Cursing?! Jinkies!

No, not on this blog.  I don’t give a shit about that.  I curse when I speak, so that’s how I write my personal blog.  I try to keep it to a minimum in my own books, and I never curse in mixed company, but we’re all friends here, right?  No?  Ahh, fuck it.

How does one curse in a work of epic fantasy?  It’s not so much a question about whether it bothers you to read it, that’s an entirely different issue.  I agree that it should be excluded from MG and YA books or any book you expect to be read by a younger audience.  Or, at the very least, limited.  Like a PG-13 movie, maybe you’re allowed one, nonsexual F-word per script.

I’m not talking about whether you like it or not.  I’m talking about HOW do you do it?  If you want your fantasy setting to sound gritty, or even real, you need some good, salty cursing in there.  So, how do you make your setting sound gritty?  Common curse words or expletives in medieval times would have been more like, “you lousy peasant!” or “ill-bred malcontent!”

While I’m sure those would have earned you a sword in your gut in those days (everyone carried a sword, right?), they sound more like a children’s book now.  Like the haughty prince calling Aladdin a “worthless street rat”.  Ooh, take that, Aladdin.  You’re not going to come off as gritty with writing like that.  You’ll probably be laughed at.  Especially by younger readers, the crowd whose sensitive ears you’re trying to protect.

The preferred method seems to be the modern usage of words.  It differs from author to author, but nothing says gritty like giving a fuck now and again.  Which is probably a lot older than most people think.  What about words like bitch?  It dates from c.1400 as a term of contempt for women.  “Son of a bitch” comes in around c.1700 or so, but the word bitching, as in, “stop bitching about all the cursing in this post” didn’t come around until the 1940’s.  I have seen all of them used.

You can make up your own words or misappropriate words as your own.  I love that Derek Prior uses “shogging”  (and derivatives: “shog”, “shogger”, “shog off”) as his catchall curse in his Nameless Dwarf series.  It’s fun and non-offensive.  You know, for kids!  Joss Whedon used Chinese curse words in his canceled-but-never-forgotten series, “Firefly.”  I think that’s a pretty good answer if you can come up with something that doesn’t sound stupid.  Probably not going to come off as gritty though.

No, if you want true grit, you have to go for the real deal.  Jinkies simply won’t suffice when you need an “Oh, shit!”

2 Responses to Cursing?! Jinkies!

  1. Joanna says:

    I do like the peasant insult 😉

    It’s fun when in fantasy worlds the curse words do relate to the world setting.
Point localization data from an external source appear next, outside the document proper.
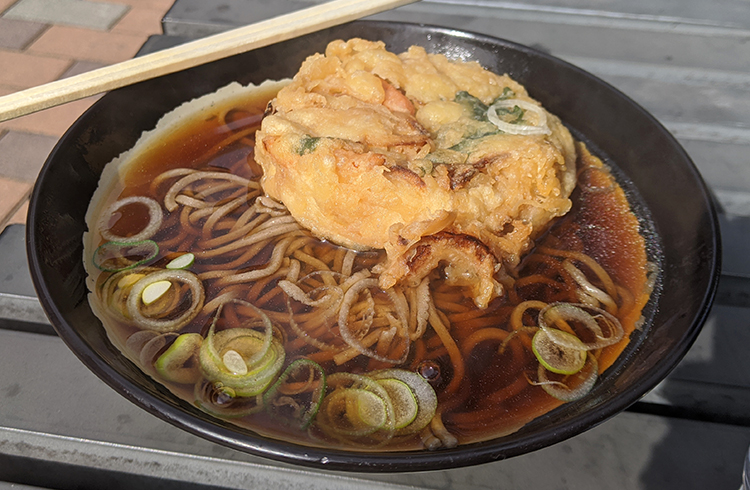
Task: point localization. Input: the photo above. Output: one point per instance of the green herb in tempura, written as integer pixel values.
(307, 145)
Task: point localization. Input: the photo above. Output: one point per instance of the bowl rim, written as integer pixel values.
(399, 461)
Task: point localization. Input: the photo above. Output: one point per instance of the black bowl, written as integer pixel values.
(668, 195)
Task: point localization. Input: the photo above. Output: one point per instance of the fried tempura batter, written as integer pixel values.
(370, 149)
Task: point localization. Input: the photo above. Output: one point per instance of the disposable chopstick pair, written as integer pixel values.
(191, 54)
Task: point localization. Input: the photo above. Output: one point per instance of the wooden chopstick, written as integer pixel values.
(191, 54)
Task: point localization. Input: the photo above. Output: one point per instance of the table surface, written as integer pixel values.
(686, 61)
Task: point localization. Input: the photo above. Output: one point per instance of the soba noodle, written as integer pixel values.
(291, 336)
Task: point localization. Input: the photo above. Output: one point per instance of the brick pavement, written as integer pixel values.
(45, 40)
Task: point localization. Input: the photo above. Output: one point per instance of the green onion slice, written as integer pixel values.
(120, 256)
(145, 318)
(182, 262)
(356, 406)
(585, 320)
(179, 362)
(572, 387)
(355, 412)
(262, 354)
(553, 350)
(296, 396)
(222, 401)
(421, 392)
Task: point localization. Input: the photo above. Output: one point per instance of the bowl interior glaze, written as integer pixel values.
(665, 188)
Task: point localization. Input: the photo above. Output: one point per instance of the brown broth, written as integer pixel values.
(495, 396)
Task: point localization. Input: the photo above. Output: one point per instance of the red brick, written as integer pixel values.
(5, 4)
(17, 34)
(139, 21)
(22, 70)
(53, 122)
(162, 5)
(87, 44)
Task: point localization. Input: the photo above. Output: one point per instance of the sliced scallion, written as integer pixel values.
(182, 262)
(553, 350)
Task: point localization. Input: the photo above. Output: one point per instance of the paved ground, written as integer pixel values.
(45, 40)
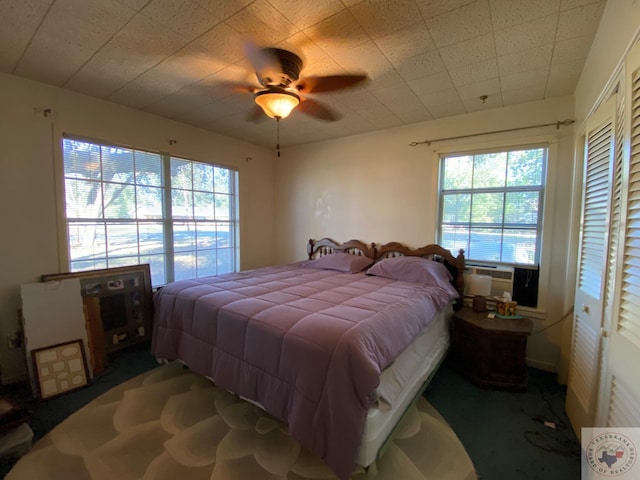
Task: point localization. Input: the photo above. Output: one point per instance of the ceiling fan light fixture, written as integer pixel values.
(276, 102)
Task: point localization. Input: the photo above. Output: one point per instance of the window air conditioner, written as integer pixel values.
(501, 278)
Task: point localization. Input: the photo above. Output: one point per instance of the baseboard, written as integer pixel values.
(547, 367)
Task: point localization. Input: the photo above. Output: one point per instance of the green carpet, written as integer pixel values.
(169, 423)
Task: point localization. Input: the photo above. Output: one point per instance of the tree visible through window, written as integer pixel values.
(125, 206)
(491, 204)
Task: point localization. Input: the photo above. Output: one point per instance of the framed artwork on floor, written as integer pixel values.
(60, 368)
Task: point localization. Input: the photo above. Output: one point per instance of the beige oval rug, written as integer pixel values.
(172, 424)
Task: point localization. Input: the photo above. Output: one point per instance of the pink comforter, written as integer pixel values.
(308, 344)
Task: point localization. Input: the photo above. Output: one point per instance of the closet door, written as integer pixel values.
(620, 389)
(588, 325)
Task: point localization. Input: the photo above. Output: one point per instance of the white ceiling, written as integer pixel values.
(426, 59)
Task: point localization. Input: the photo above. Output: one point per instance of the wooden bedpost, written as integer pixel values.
(460, 279)
(310, 244)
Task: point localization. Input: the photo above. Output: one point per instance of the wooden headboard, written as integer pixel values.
(455, 265)
(326, 246)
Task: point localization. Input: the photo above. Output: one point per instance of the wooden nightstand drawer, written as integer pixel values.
(490, 352)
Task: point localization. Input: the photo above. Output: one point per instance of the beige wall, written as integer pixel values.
(375, 187)
(29, 189)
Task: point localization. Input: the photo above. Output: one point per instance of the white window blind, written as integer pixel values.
(126, 206)
(491, 204)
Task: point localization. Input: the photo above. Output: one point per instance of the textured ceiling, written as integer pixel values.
(426, 59)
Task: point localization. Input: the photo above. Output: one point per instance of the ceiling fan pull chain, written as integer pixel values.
(278, 136)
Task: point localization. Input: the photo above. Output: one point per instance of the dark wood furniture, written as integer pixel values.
(118, 307)
(490, 351)
(455, 265)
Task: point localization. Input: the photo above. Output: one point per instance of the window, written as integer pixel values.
(125, 207)
(491, 204)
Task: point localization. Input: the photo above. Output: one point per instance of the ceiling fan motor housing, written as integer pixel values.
(289, 68)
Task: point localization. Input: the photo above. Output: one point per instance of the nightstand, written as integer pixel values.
(490, 351)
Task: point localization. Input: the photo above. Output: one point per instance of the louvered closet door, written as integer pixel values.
(620, 399)
(584, 369)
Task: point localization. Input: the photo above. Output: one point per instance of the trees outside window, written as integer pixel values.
(126, 206)
(491, 204)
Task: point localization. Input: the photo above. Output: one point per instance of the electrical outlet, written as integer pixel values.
(14, 339)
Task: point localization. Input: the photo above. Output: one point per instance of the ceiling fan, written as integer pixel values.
(282, 89)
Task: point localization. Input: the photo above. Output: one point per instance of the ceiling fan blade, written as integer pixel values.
(236, 87)
(329, 83)
(318, 110)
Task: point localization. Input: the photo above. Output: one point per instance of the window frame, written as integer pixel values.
(167, 220)
(543, 194)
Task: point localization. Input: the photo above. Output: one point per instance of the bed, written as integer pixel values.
(337, 346)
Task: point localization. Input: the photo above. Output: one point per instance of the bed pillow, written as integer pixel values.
(413, 269)
(342, 262)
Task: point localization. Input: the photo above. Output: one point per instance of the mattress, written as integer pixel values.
(401, 382)
(300, 341)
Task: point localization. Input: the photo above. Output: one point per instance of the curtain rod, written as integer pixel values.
(557, 124)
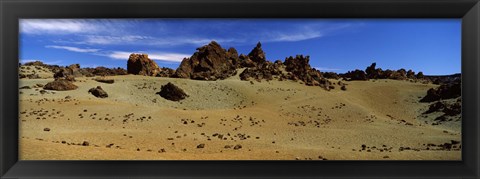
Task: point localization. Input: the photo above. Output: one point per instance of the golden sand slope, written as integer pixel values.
(270, 120)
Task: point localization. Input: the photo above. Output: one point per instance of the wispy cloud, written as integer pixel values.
(165, 33)
(73, 49)
(56, 26)
(161, 56)
(145, 40)
(57, 62)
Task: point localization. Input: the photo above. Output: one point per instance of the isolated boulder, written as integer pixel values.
(264, 71)
(356, 75)
(98, 92)
(166, 72)
(172, 92)
(60, 85)
(104, 80)
(140, 64)
(245, 61)
(257, 55)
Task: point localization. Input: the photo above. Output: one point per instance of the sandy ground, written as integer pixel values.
(276, 120)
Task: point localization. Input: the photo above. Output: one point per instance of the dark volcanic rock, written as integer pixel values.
(265, 71)
(438, 106)
(172, 92)
(453, 109)
(140, 64)
(372, 72)
(166, 72)
(103, 71)
(105, 80)
(257, 55)
(420, 75)
(210, 62)
(98, 92)
(356, 75)
(299, 69)
(60, 85)
(445, 91)
(330, 75)
(245, 61)
(232, 56)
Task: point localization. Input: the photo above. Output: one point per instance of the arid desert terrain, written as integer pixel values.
(233, 117)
Like “you son of a troll” or something 🙂

    • Oh, I think that can work really well, and it is fun, but it’s not going to come off as very offensive to most readers. Not that your purpose should be to offend a reader, but if you want them to FEEL the offense the target of the insult should feel, you need them to feel the insult.

      It can totally work creating your own words if you do it right. I absolutely felt the insult when Draco would spit the word “mudblood” at Hermione in Harry Potter. Rowling wrote it well enough that it sounded just nasty. It doesn’t hurt that it sounds a bit racist to boot.